# Importando as Bibliotecas

In [1]:
import ranking

import pandas as pd
import numpy as np
import string

from scipy import spatial

from sklearn.metrics import classification_report
from sklearn.feature_extraction.text import CountVectorizer

import time

# Lendo os Datasets

In [2]:
arquivos = ['ale_1_1', 'ale_5_1', 'hn_1_1', 'hn_5_1']

lista_df_treino = []
lista_df_teste = []
for arquivo in arquivos:

    df_treino = pd.read_csv(f"Dados/Datasets/Treino/{arquivo}_treino.csv", dtype = {'ean_1': str, 'ean_2': str})
    df_teste = pd.read_csv(f"Dados/Datasets/Teste/{arquivo}_teste.csv", dtype = {'ean_1': str, 'ean_2': str})
    lista_df_treino.append(df_treino)
    lista_df_teste.append(df_teste)

In [3]:
df_teste = lista_df_teste[0]

# Aplicando o BoW

In [4]:
# remoção de pontuação e acentos
ranking.fazer_pre_processamento(df_teste)

# colocando os titulos em um dataframe com 1 coluna só
df_concat = ranking.concatenar_df(df_teste)

# calculando o tamanho máximo do título
tam_max = ranking.calcular_tam_max(df_concat['titulo_sa'])

In [5]:
# calculando o BoW do título
cv, titulo_bow = ranking.formatar_entrada_bow(df_concat['titulo_sa'], mf = tam_max)
#np.unique(titulo_bow)

# Criando um Dataframe com Produtos com EAN Repetido

In [6]:
vc = df_concat['ean'].value_counts()
ean_repetido = vc[vc > 1].index.values

In [7]:
COLUNAS = (
           "indice", "titulo_sa", "ean", "categoria"
          )


def criar_dicionario(indice, titulo_sa, ean, categoria):
    
    return {
            'indice' : indice, 'titulo_sa' : titulo_sa, 'ean' : ean, 'categoria' : categoria
           }


def criar_df_match(df_concat, ean_repetido):

    df_matches = pd.DataFrame(columns = COLUNAS)
    for ean in ean_repetido:

        # pega o indice da primeira linha com aquele EAN
        filtro = (df_concat['ean'] == ean)
        indice = next(iter(filtro.index[filtro]))

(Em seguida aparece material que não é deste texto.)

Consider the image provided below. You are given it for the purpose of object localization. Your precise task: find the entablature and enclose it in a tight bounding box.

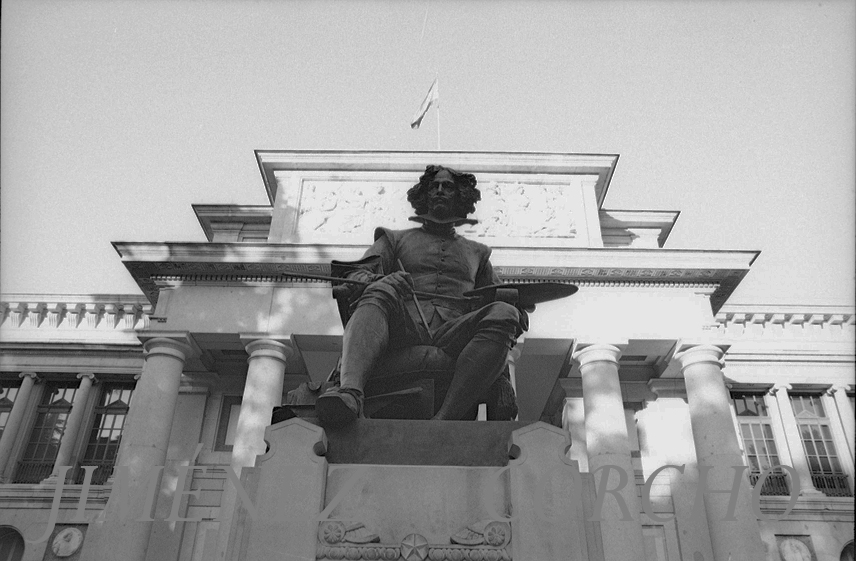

        dicionario = criar_dicionario(
                                    indice = indice,
                                    titulo_sa = df_concat.loc[indice]['titulo_sa'],
                                    ean = df_concat.loc[indice]['ean'],
                                    categoria = df_concat.loc[indice]['categoria']
                                    )

        df_matches = df_matches.append(dicionario, ignore_index = True)

    df_matches.sort_values('indice', inplace = True)
    df_matches.reset_index(drop = True, inplace = True)

    return df_matches

In [8]:
df_matches = criar_df_match(df_concat, ean_repetido)

# Calculando a Distância Entre os Vetores

Calculando a distância entre os vetores

In [9]:
resultado = ranking.calcular_dis_2_vetores_cond(titulo_bow, df_matches)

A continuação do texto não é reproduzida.